RMC Sport

Jeux olympiques (judo): Luka Mkheidze, d'un camp de réfugiés à la médaille de bronze

Né en Géorgie, passé par un camp de réfugiés en Pologne, le Français Luka Mkheidze a apporté à la France sa première médaille aux JO de Tokyo. Le judoka français a pris le bronze en judo (-60 kg), ce samedi.

Il est l’athlète masculin le plus petit de la délégation française aux Jeux olympiques. Du haut de son 1,60m, il est devenu l’un des plus grands. Dans la catégorie des -60kg, le judoka Luka Mkheidze a apporté à la France sa première médaille olympique, en bronze, ce samedi aux JO de Tokyo. Le natif de Tbilissi a donné le ton d’entrée en dominant en prolongation l’Espagnol Francisco Garrigos, un adversaire qui l’avait battu en finale des championnats d’Europe au mois d’avril à Lisbonne. Après cette belle revanche, il a ensuite franchi les marches jusqu’au podium, en ne chutant qu'en demi-finales. Il a battu le Sud-Coréen Won Jin Kim dans le combat pour la médaille de bronze, encore en golden score.

"Je suis très, très fier. Franchement, je n’arrive pas encore à réaliser que j’ai fait cet exploit, a-t-il savouré dans la foulée sur RMC. Depuis que je suis tout petit, je pense à ce moment-là. Le parcours que j’ai eu dans ma vie, c’est ce qui m’a donné l'envie de me battre tous les jours, c’est aussi grâce à ça que je suis là aujourd’hui, je n’ai jamais rien lâché. J’étais cramé après la demi-finale. Dans ma tête, je me demandais comment j’allais faire. Les supporters, le staff, tout le monde est venu m'encourager, ça m'a donné beaucoup de force."

Dans cette catégorie des -60kg, l’équipe de France attendait une breloque olympique depuis 1980 avec Thierry Rey. Seize ans après, naissait le petit Luka Mkheidze. Très loin de la France, à Tbilissi, en Géorgie.

Dans un camp de réfugiés en Pologne

Dès l’âge de sept ans, poussé par son papa, le jeune Luka apprend le judo. Et rêve des exploits des judokas géorgiens. Le jeune homme est doué. A 12 ans, il devient champion de Géorgie. Mais sa vie bascule en 2009. Confrontée à la pauvreté, sa famille fuit la Géorgie. Direction la Biélorussie en avion, puis la Pologne en train où ils trouvent refuge sous une tente, dans un centre de réfugiés. "On nous donnait un sac de nourritures avec des conserves qu'on mangeait froides, racontait-il y a trois ans au Parisien. J'allais à l'école tout en pratiquant le judo mais au bout de 8 mois, notre demande d'asile politique a été refusée. Il fallait partir, de peur d'être expulsé et renvoyé en Géorgie."

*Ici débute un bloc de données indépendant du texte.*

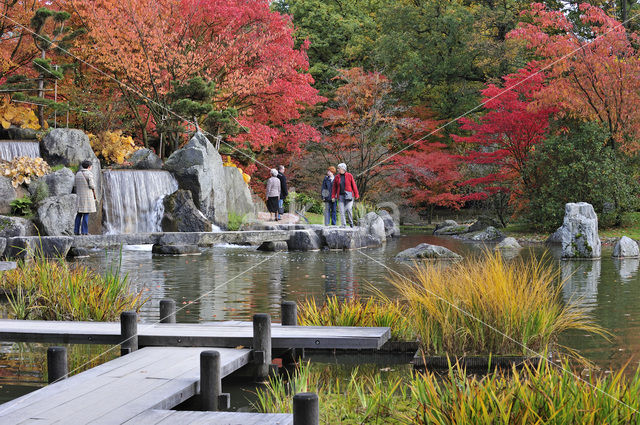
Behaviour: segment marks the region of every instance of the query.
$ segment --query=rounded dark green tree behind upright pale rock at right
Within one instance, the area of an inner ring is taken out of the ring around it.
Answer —
[[[534,182],[524,218],[537,229],[562,224],[564,204],[589,202],[603,226],[619,224],[638,205],[640,187],[628,157],[607,146],[609,134],[595,123],[561,123],[536,149],[526,173]]]

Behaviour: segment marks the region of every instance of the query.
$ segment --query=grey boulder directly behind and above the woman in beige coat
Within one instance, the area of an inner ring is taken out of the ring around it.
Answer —
[[[51,130],[40,142],[40,154],[49,165],[80,166],[82,161],[93,164],[91,171],[96,181],[96,196],[102,199],[102,178],[100,161],[93,153],[89,137],[81,130],[56,128]]]

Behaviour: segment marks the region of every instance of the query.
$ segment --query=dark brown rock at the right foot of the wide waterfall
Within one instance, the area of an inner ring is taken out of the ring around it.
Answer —
[[[188,190],[165,196],[162,230],[164,232],[210,232],[211,222],[198,210]]]

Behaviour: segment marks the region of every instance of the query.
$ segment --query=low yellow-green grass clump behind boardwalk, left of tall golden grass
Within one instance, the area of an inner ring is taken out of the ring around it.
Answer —
[[[413,340],[416,332],[405,305],[381,294],[376,298],[328,297],[322,304],[306,299],[298,305],[300,326],[370,326],[391,328],[391,339]]]

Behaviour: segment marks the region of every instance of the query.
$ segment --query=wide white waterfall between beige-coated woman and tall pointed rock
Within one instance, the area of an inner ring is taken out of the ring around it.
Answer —
[[[102,181],[106,234],[162,231],[162,200],[178,190],[178,182],[169,172],[106,170]]]

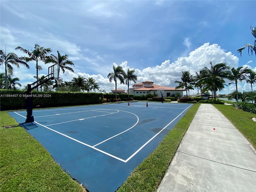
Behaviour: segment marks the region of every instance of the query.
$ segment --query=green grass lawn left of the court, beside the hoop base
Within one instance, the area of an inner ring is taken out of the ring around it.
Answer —
[[[85,192],[8,112],[0,112],[1,192]]]

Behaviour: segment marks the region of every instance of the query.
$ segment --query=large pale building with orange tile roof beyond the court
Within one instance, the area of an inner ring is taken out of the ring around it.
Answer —
[[[184,89],[176,89],[174,87],[167,87],[167,86],[161,86],[156,85],[152,81],[144,81],[142,83],[134,84],[132,88],[129,89],[130,94],[137,95],[146,95],[148,93],[150,94],[157,94],[159,97],[161,97],[161,93],[158,92],[159,90],[164,90],[163,97],[171,96],[172,94],[180,93],[183,96]],[[128,92],[128,91],[127,91]]]

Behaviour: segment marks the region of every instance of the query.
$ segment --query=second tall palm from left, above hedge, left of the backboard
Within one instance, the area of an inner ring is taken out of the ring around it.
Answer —
[[[31,51],[24,49],[20,46],[16,47],[15,50],[20,50],[28,55],[28,57],[21,57],[22,60],[26,60],[26,62],[36,61],[36,80],[38,81],[38,70],[42,69],[42,66],[38,65],[38,61],[46,62],[46,60],[49,58],[47,54],[52,52],[52,50],[50,48],[41,47],[38,44],[35,44],[34,50]],[[36,90],[38,90],[38,87],[36,88]]]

Le coup de pouce d’Edouard Philippe

Grâce à l’aide d’un passeur, Luka Mkheidze et sa famille réussissent à passer en France en mars 2010. Ils atterrissent à Villeneuve-Saint-Georges, dans le Val-de-Marne. Puis, après avoir vécu pendant un an dans une chambre d’hôtel d'Athis-Mons, toujours en banlieue parisienne, il rejoint un autre centre de réfugiés au Havre où il découvre le "luxe" d’avoir des toilettes et une salle de bain. Sur les tatamis, il fait parler sa force. Mais le coup de pouce du destin intervient en 2015 grâce à un certain Edouard Philippe. L’ex-Premier ministre, alors maire du Havre (avant de le redevenir), a en effet facilité le processus pour que Luka Mkheidze obtienne la nationalité française. "Mon club de l'époque, le Judo Perrey Guerrier l'avait sollicité en tant que maire du Havre où j'habitais, pour qu'il appuie ma démarche, se souvient-il. D'habitude, ça prend beaucoup plus de temps mais après quelques mois, j'ai reçu une lettre d'Édouard Philippe à mon domicile m'avertissant que j'allais obtenir ma nationalité, un courrier officiel l'a rapidement confirmé."

Un peu plus tard, il a pu remercier Edouard Philippe de vive voix : "Je m'étais mis en tête d'intégrer l'équipe de France de judo et d'être sélectionné pour des Mondiaux… Le rêve se réalise. Merci Édouard Philippe!" Son ascension est en marche. Au club de Sucy Judo depuis 2016, il intègre l’Insep un an plus tard. Après une médaille d’argent aux Europe à Lisbonne, Luka Mkheidze va changer de dimension avec cette médaille olympique conquise à Tokyo. Une gloire méritée pour un destin hors-norme.